Leeks

Leeks

By Barbara Fahs, Garden Guides Contributor

About Leeks

Leeks (Allium ampeloprasum) add a sweet onion taste to any recipe calling for common onion. They are easy to grow and can endure cold weather, enabling a harvest during the colder months for a fresh winter vegetable that adds so much flavor to your favorite dishes. Similar in appearance to scallions, only larger, leeks provide a good serving of manganese, vitamin C, iron and vitamin B6, while it adds few calories and helps to reduce cholesterol and blood pressure.

Site Preparations

Leeks like good soil, such as crumbly loam, but it will survive in many soil types. The most important thing is to plant them in an area that is at least 12 inches deep. Being a good winter crop, leeks thrive in soils that are about 60 degrees. Their flavor is best after a frost.

Special Features

Cooked or raw, leeks add a bonus taste to soups, salads, stir-fry and any recipe calling for onions. They are at their tastiest from fall through early spring.

Choosing a Variety

Summer leeks mature at the end of summer, and they are smaller and sweeter than the overwintering variety. But if you want a spring harvest the year after you plant them, winter leeks are larger and more strongly flavored.

Planting

Leek seeds are available through nurseries and catalogs and are easy to start. They are compact, so you can plant them thickly. Just make sure to give them plenty of space for their roots to roam deep. Plant leek seeds directly in the garden in early spring, or in flats indoors in late winter. If you get a jump on the season this way, transplant them when they are 2 inches tall, after your final frost.

Care

After your seeds sprout or your transplants are in the ground, keep the soil moist as long as your leeks are growing. Fertilizing once a month with fish emulsion helps them to grow to be big and delicious. Leeks can suffer from downy mildew, so watch for a powdery substance on the leaves and spray with organic sulfur if you see it. They are also prone to onion maggots and thrips, while they can help reduce the number of aphids, Japanese beetles and carrot flies that inhabit your garden and bother other plants.

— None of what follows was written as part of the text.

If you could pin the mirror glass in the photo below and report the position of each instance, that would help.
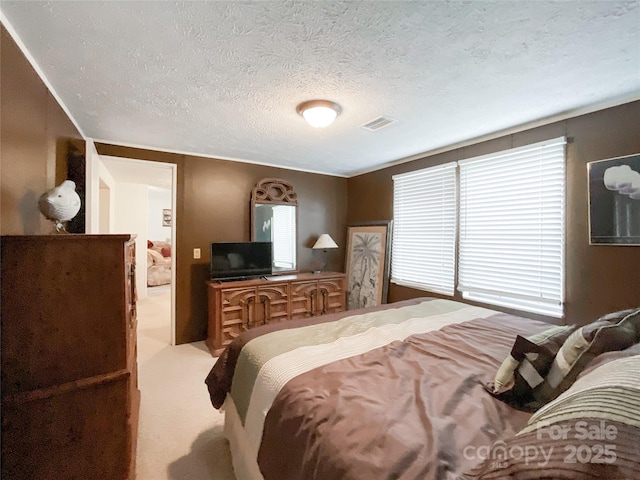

Harvesting and Storing Leeks
Pull your leeks when they are firm and straight, about 2 feet tall, with dark green leaves and white necks, with a diameter of about 1 inch. Wash thoroughly in chilled water, and then store them in a plastic bag in the refrigerator, where they will keep fresh for 1 to 2 weeks. After you cook leeks, they won't stay fresh for long, so enjoy them right away. You can freeze leeks: blanch them for 2 to 3 minutes, and then store in freezer bags. They will remain good for about 3 months.